“Grotesque as a Moral Testimony of a Traumatized Communist Era”**
Tetova, September 25, 2025 – In the academic amphitheater of the University of Tetova, where voices of knowledge and critical thought converge to reflect on Albanian cultural heritage and literary interculturality, the 19th International Seminar of Albanology was inaugurated, bearing the central theme:
“Cultural Dialogue between Albanian and World Literature.”
Among the most distinguished voices that resonated strongly in this scholarly forum was that of the researcher of modern and post-communist literature, Dr. Mujë Buçpapaj from Tirana. He delivered a profound and well-articulated analysis on a theme that continues to challenge the collective Albanian consciousness and contemporary aesthetic discourse.
In his presentation titled
“The Portrayal of a Grotesque Reality and a Traumatized Communist Society in Contemporary Novels,”
Dr. Buçpapaj offered a complex perspective on how grotesque elements, irony, and documentary realism are employed to construct narratives that confront historical silence and reveal the unhealed wounds of a repressive era.
At the center of his study stood the novel The Second Devil by Qazim Shehu, which, according to the scholar, transcends its literary form to become an indictment and an ethical document against forgetfulness. Applying a text-analytical and comparative methodology, Dr. Buçpapaj placed Shehu’s novel in dialogue with works by other Albanian and foreign authors—such as Ismail Kadare, Fatos Kongoli, Flamur Buçpapaj, Bashkim Shehu, Bashkim Hoxha, and the German-Romanian Nobel laureate Herta Müller—to construct a polyphonic map of the experience and representation of dictatorship.
At the heart of his analysis, Dr. Buçpapaj explored how grotesque aesthetics and the ironic rendering of absurd realities become both artistic and ethical tools for narrating, through the metaphor of the Albanian gulag, an existential experience that surpasses the political and enters the realm of human tragedy.
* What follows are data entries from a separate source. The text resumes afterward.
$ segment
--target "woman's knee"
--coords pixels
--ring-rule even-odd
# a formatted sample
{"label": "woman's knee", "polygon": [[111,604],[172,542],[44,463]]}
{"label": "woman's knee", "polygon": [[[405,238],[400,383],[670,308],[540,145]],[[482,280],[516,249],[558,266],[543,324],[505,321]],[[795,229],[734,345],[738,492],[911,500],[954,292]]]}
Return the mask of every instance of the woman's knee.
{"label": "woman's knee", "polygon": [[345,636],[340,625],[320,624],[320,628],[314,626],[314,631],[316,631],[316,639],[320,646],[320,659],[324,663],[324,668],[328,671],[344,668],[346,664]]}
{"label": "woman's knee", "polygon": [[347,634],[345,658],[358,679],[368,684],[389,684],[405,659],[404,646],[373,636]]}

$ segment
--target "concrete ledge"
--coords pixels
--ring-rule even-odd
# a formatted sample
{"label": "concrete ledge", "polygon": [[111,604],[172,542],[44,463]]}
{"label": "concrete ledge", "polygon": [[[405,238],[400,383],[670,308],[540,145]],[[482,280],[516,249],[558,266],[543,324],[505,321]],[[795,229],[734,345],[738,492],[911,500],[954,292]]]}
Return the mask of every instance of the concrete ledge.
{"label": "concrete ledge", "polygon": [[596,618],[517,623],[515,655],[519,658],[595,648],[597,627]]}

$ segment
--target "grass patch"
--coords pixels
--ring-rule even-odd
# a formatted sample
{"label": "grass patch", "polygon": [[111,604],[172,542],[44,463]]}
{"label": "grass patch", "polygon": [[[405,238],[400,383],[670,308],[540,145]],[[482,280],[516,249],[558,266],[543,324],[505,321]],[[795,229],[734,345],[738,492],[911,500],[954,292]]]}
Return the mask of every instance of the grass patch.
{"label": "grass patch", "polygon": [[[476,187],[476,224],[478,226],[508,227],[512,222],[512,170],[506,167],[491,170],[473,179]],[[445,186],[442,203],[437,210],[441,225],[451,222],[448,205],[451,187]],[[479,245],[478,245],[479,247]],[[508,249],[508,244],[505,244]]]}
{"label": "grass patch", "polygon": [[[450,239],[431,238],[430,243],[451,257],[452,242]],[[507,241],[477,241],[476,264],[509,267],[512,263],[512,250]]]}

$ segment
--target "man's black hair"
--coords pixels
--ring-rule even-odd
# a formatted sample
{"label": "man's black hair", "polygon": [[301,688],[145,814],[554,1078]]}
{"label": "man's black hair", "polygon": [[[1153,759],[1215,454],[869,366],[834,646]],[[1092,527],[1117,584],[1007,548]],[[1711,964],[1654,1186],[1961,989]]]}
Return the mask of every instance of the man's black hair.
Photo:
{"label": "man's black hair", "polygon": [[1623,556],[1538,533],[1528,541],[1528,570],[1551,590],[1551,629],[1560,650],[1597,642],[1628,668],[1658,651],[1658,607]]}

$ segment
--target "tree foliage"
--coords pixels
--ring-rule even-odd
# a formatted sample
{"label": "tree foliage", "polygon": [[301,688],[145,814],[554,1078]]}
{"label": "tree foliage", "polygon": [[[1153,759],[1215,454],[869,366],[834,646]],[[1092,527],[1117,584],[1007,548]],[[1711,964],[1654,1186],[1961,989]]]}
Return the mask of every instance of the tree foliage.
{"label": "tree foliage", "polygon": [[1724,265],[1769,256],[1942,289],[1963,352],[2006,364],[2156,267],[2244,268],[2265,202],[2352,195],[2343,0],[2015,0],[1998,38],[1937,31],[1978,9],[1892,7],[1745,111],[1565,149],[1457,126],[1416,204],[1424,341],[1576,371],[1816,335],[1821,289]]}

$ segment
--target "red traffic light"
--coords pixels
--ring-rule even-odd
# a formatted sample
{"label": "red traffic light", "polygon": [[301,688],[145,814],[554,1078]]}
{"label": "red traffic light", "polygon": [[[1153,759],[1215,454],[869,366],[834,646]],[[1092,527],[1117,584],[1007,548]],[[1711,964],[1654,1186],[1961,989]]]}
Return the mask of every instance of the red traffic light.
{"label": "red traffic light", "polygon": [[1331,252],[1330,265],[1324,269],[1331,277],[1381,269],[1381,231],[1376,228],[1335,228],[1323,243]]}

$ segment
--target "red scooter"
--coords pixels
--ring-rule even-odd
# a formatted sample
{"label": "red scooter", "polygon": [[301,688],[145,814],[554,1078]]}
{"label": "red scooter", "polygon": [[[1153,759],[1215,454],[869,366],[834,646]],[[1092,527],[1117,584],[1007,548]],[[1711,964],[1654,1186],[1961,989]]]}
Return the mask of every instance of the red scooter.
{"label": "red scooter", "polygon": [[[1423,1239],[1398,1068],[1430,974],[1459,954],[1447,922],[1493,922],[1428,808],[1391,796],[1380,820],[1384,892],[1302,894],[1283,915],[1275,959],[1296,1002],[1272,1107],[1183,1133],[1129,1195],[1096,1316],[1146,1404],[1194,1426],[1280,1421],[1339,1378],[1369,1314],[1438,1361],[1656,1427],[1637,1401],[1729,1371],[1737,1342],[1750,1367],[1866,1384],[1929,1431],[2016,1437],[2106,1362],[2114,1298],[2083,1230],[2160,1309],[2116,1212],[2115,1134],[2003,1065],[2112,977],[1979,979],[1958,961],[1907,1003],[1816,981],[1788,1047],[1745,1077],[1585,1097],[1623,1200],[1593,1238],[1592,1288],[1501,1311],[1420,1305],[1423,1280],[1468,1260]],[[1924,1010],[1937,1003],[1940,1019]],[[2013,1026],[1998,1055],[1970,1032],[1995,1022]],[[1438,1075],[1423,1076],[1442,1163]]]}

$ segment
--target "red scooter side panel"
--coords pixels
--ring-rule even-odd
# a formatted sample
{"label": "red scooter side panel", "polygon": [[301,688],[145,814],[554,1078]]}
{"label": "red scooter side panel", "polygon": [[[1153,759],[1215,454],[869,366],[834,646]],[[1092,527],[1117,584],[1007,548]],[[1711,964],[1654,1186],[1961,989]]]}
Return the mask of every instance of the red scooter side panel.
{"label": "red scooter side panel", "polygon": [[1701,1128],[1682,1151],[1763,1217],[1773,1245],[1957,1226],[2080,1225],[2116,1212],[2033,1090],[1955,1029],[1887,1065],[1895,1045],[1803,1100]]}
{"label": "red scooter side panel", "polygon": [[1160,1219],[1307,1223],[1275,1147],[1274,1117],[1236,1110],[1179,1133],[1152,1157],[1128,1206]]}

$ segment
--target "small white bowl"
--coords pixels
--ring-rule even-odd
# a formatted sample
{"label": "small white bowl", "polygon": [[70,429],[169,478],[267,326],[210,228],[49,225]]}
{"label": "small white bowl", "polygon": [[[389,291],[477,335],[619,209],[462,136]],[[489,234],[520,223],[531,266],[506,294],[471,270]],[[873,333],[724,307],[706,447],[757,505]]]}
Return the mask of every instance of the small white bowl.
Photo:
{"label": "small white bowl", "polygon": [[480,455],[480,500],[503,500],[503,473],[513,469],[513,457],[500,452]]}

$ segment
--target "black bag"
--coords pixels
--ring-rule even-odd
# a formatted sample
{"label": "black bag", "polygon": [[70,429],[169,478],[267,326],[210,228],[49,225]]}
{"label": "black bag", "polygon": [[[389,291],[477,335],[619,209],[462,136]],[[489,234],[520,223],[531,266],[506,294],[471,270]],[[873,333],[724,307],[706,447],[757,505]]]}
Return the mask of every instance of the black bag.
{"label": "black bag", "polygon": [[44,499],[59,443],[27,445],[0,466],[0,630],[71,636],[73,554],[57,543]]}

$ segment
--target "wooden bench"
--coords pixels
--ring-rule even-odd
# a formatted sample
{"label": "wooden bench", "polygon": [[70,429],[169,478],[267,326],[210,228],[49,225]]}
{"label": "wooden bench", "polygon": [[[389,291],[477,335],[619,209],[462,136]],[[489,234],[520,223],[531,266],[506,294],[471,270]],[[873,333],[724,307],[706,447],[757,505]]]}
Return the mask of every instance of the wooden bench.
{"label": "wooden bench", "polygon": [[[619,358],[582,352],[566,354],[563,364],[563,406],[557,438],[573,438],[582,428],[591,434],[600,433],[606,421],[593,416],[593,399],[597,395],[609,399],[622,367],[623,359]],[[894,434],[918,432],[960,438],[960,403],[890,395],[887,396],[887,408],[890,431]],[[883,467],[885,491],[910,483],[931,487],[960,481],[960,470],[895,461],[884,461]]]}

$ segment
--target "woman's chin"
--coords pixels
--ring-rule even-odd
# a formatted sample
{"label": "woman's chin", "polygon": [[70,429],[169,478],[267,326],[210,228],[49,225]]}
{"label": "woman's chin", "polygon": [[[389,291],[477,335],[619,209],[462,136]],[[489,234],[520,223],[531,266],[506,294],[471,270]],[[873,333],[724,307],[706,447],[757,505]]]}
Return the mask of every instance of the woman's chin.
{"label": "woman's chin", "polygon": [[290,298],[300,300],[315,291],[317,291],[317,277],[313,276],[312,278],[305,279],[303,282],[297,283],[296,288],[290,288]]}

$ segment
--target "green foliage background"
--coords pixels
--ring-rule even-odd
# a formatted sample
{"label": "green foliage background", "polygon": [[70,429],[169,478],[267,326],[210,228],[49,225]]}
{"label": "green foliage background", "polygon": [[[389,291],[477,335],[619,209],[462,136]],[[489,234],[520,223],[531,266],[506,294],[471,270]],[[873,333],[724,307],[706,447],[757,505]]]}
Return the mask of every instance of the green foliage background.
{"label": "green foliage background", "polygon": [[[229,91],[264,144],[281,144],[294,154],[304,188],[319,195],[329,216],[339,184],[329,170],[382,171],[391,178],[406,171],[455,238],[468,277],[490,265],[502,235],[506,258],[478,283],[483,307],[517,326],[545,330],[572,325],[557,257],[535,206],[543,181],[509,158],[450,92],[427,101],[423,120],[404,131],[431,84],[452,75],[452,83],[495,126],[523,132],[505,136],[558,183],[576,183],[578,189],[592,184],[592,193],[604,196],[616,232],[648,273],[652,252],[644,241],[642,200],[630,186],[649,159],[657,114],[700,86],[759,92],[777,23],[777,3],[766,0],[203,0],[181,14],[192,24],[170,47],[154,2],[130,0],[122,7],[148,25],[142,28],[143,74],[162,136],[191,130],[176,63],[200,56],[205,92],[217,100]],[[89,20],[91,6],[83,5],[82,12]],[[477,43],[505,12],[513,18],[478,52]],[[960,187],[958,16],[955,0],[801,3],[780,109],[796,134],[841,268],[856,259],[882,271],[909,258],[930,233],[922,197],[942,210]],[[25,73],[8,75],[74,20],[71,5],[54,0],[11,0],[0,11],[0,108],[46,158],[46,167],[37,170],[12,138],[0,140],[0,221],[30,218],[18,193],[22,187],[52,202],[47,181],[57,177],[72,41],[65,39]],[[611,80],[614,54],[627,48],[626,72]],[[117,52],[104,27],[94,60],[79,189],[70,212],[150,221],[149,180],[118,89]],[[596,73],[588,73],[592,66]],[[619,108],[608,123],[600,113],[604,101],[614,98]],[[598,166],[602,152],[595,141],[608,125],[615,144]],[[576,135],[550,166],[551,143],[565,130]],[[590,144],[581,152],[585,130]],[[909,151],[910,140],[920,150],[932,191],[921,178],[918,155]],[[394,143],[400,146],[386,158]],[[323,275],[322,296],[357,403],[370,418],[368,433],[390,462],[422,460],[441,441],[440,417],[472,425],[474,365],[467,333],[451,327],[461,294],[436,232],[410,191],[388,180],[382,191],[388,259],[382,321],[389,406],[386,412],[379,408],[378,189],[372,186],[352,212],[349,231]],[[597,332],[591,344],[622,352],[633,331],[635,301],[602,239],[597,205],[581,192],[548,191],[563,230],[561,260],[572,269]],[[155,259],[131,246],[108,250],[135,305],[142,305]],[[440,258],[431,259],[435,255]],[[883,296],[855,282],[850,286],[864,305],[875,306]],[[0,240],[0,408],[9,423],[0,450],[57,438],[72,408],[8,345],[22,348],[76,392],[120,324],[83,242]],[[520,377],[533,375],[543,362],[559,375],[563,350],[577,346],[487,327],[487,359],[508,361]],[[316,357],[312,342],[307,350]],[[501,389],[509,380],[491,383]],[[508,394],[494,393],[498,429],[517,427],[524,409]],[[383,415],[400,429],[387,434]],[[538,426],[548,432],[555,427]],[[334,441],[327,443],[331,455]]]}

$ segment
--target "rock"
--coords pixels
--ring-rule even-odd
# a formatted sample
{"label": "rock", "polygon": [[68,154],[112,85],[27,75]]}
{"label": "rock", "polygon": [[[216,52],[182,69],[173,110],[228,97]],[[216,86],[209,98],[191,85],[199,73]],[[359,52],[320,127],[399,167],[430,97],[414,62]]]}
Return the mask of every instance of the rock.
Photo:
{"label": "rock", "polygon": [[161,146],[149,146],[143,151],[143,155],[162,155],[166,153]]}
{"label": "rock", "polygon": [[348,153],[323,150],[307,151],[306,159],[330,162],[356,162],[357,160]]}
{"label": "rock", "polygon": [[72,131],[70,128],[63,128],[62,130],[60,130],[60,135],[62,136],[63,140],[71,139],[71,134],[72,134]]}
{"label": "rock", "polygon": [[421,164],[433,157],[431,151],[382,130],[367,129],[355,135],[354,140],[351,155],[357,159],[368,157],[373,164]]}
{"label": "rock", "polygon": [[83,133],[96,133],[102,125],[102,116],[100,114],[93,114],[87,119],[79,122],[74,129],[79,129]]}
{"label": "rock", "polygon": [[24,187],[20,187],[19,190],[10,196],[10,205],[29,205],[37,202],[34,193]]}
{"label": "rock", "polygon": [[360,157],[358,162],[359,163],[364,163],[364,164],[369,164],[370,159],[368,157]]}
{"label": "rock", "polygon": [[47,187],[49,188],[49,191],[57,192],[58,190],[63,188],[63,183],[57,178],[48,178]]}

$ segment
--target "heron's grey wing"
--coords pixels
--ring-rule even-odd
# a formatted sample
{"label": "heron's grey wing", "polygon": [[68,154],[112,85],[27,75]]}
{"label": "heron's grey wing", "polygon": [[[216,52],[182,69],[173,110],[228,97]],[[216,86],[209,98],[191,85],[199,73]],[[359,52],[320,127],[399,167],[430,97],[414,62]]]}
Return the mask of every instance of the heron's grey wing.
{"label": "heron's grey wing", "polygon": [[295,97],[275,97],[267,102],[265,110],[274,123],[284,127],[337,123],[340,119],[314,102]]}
Characters such as Arsen Lipa, a silent survivor of systemic injustice, and Idrizi, a moral figure and symbol of quiet resistance, were examined as metaphors for individuals who preserve their dignity in a world shattered by fear, blackmail, and ideological hypocrisy.
In a detailed comparison with Herta Müller’s The Land of Green Plums, the scholar focused on the stylistic nuances and narrative approaches that distinguish—but also unite—the experiences of Eastern European dictatorships. Shehu, according to Buçpapaj, constructs a simple yet emotionally charged narrative, imbued with bitter realism and an uncompromising ethical stance toward the past.
In concluding his lecture, Dr. Mujë Buçpapaj emphasized that post-communist Albanian literature, with novels such as The Second Devil, carries the weight of collective memory—a past not archived, but continuously returned to, in order to be understood, questioned, and transformed into a more enlightened historical and civic consciousness.
His contribution was met with particular interest by the audience, sparking vibrant debate and deep reflection on the role of literature as a medium of truth.
In an era where narratives of dictatorship are often replaced by silence or fabricated nostalgia, Dr. Buçpapaj’s voice stands out as a clear and unwavering call for truth through the art of the written word.